AST-based indexing solves this by parsing source code into syntax trees and building a queryable graph of symbols, imports, call sites, and type relationships.
Tree-sitter AST Parsing
Tree-sitter is an incremental parser generator used by most codebase indexing tools. It provides:
- Grammar support for 66+ languages — one parser handles TypeScript, Python, Rust, Go, Java, C#, Ruby, and dozens more
- Incremental parsing — re-parses only changed regions, making it fast for large codebases
- Concrete syntax trees — every token is represented, enabling precise structural queries
When an indexing server starts, it runs tree-sitter over the codebase, builds syntax trees, extracts symbols (functions, classes, imports, exports), and stores the relationships in an index.
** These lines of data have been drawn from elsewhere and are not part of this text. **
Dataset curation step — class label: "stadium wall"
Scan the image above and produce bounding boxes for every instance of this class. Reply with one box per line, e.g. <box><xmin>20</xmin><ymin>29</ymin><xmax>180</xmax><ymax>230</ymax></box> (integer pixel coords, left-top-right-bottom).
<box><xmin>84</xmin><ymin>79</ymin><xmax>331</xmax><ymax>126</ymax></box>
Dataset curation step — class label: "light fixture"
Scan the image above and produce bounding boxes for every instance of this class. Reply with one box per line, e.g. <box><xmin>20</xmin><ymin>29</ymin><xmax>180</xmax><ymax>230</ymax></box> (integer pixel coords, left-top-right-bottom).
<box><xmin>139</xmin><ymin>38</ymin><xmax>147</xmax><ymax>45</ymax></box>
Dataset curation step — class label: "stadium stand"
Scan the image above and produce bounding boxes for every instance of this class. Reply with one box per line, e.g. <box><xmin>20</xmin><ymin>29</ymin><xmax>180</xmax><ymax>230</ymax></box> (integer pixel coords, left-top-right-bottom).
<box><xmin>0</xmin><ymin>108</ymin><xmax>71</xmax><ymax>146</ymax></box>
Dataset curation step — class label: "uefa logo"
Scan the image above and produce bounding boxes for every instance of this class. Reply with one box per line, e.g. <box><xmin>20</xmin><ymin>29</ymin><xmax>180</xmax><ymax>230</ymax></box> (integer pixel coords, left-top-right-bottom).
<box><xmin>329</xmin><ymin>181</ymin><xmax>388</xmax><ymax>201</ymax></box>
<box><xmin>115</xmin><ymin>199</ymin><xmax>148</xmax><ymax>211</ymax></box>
Queries run against the index, not the source files — which is why they are fast and token-efficient.
Available Indexing Servers
Two MCP servers are commonly used for codebase indexing:
codebase-memory-mcp (DeusData) — builds a persistent knowledge graph:
- Indexes symbols, dependencies, and call chains using tree-sitter
- Stores the graph persistently (survives server restarts)
- Key tools:
search_symbols,get_dependencies,get_call_chain,get_file_summary - Claim: 83% answer quality at 10x fewer tokens compared to file exploration
jcodemunch-mcp — focused on structural queries:
- Key tools:
find_importers(who imports this module),get_blast_radius(what breaks if this changes),get_class_hierarchy(inheritance tree),find_dead_code(unreferenced exports) - Lighter weight than codebase-memory-mcp — no persistent graph, re-indexes on demand
Both are configured as MCP servers in .claude/settings.json or equivalent.
Token Cost Comparison
Worked example: "Find all callers of normalizeUser() and determine if changing its return type would break anything."
Approach 1: Grep-based exploration
| Step | Action | Token cost |
|---|---|---|
| 1 | grep -r "normalizeUser" --include="*.ts" | ~1,500 (results) |
| 2 | Read 5 files containing matches | ~10,000 (file content) |
| 3 | Agent reasons about each call site | ~2,000 (model output) |
| 4 | Repeat for indirect callers | ~8,000 (more reads) |
| Total | ~21,500 tokens, 8+ tool calls |
Approach 2: Codebase indexing
| Step | Action | Token cost |
|---|---|---|
| 1 | get_blast_radius("normalizeUser", "src/utils/users.ts") | ~800 (structured result) |
| 2 | Agent reviews the structured dependency list | ~500 (model output) |
| Total | ~1,300 tokens, 1 tool call |
The indexing approach uses 16x fewer tokens and gives a more reliable answer because it understands imports and call chains, not just string matches.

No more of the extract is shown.